Estaba ya bastante cerca, había avanzado por la explanada unos diez o doce pasos, los suficientes para que ahora su voz estridente no sólo se oyera, sino que empezara a atronar el cuarto; los suficientes también, creí, para que me viera sin vacilaciones por miope que fuera, por tanto parecía indudable que yo era la persona con la que había convenido una cita importante, quien la había angustiado con mi retraso y la había ofendido desde el balcón con mi vigilancia callada que seguía ofendiéndola. Pero yo no conocía a nadie en La Habana, es más, era la primera vez que me hallaba en La Habana, en mi viaje de novios con mi mujer tan reciente. Me volví por fin y vi a Luisa incorporada en la cama, con los ojos muy fijos en mí pero sin conocerme aún ni reconocer dónde estaba, esos ojos febriles del enfermo que despierta asustado y sin haber recibido previo aviso de su despertar en el sueño. Estaba erguida, y el sostén se le había descolocado mientras dormía, o bien en el movimiento brusco que acababa de hacer al incorporarse: lo tenía ladeado, descubierto un hombro y casi un pecho, debía de estarle tirando, lo habría pillado con su propio cuerpo olvidado en el malestar y el adormecimiento.
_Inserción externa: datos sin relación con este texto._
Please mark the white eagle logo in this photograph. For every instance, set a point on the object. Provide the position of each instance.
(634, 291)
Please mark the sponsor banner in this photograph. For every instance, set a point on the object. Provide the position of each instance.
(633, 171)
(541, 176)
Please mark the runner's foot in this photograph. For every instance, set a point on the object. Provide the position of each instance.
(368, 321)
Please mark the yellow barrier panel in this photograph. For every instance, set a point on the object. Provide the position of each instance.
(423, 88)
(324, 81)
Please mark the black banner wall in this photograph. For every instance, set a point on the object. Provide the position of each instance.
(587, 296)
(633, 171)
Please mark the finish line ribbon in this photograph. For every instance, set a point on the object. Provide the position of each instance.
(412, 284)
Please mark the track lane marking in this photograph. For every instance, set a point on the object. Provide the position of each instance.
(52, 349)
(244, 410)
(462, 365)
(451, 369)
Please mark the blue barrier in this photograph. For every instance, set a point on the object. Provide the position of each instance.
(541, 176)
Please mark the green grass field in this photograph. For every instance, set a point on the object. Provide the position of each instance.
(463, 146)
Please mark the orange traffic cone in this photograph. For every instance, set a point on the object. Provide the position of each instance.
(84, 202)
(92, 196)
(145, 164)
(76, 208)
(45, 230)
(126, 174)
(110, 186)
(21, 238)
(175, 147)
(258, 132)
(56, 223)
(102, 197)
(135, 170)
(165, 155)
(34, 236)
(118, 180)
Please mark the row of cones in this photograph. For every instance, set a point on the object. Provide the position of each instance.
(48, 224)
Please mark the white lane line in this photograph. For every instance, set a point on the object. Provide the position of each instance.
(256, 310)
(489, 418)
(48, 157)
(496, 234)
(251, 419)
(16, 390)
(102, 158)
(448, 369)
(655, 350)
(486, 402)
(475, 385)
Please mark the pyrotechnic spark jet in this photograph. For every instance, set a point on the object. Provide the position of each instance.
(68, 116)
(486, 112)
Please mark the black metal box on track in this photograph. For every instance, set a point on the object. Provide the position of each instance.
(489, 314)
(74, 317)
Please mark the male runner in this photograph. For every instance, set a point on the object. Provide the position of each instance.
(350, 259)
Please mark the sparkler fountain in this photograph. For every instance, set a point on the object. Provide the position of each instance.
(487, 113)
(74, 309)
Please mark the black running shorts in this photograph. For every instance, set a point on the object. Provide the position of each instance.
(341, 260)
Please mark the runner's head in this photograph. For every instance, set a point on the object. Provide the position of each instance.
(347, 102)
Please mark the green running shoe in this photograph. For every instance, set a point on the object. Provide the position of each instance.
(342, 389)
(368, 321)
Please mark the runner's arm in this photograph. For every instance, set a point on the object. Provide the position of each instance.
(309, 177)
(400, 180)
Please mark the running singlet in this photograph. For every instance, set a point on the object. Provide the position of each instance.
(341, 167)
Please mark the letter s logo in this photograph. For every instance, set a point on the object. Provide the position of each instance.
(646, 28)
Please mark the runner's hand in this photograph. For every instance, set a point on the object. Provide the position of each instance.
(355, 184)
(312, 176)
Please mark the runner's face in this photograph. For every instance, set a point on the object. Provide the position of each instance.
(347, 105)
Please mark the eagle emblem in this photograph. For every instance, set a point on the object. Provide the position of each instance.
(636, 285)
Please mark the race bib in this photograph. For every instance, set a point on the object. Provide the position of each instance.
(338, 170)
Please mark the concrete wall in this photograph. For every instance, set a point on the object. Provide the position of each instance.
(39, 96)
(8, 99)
— ¿Qué pasa? —dijo aprensivamente. —Nada —dije yo—. Vuelve a dormirte.

Pero no me atreví a llegarme hasta ella y acariciarle el pelo para tranquilizarla de veras y que volviera al sopor, como habría hecho en cualquier otra circunstancia, porque a lo que no me atrevía en aquel instante era a abandonar mi puesto en el balcón, ni a apartar apenas la vista de aquella mujer que estaba convencida de haber quedado conmigo, ni a rehuir por más tiempo el diálogo abrupto que desde la calle se me imponía. Era una lástima que habláramos la misma lengua, y la comprendiera, porque lo que aún no era diálogo se tornaba ya violento, quizá porque no lo era, no era diálogo.

—¡Yo te mato, hijo de puta! ¡Te lo juro que yo te mato aquí mismo! —gritaba la mujer de la calle.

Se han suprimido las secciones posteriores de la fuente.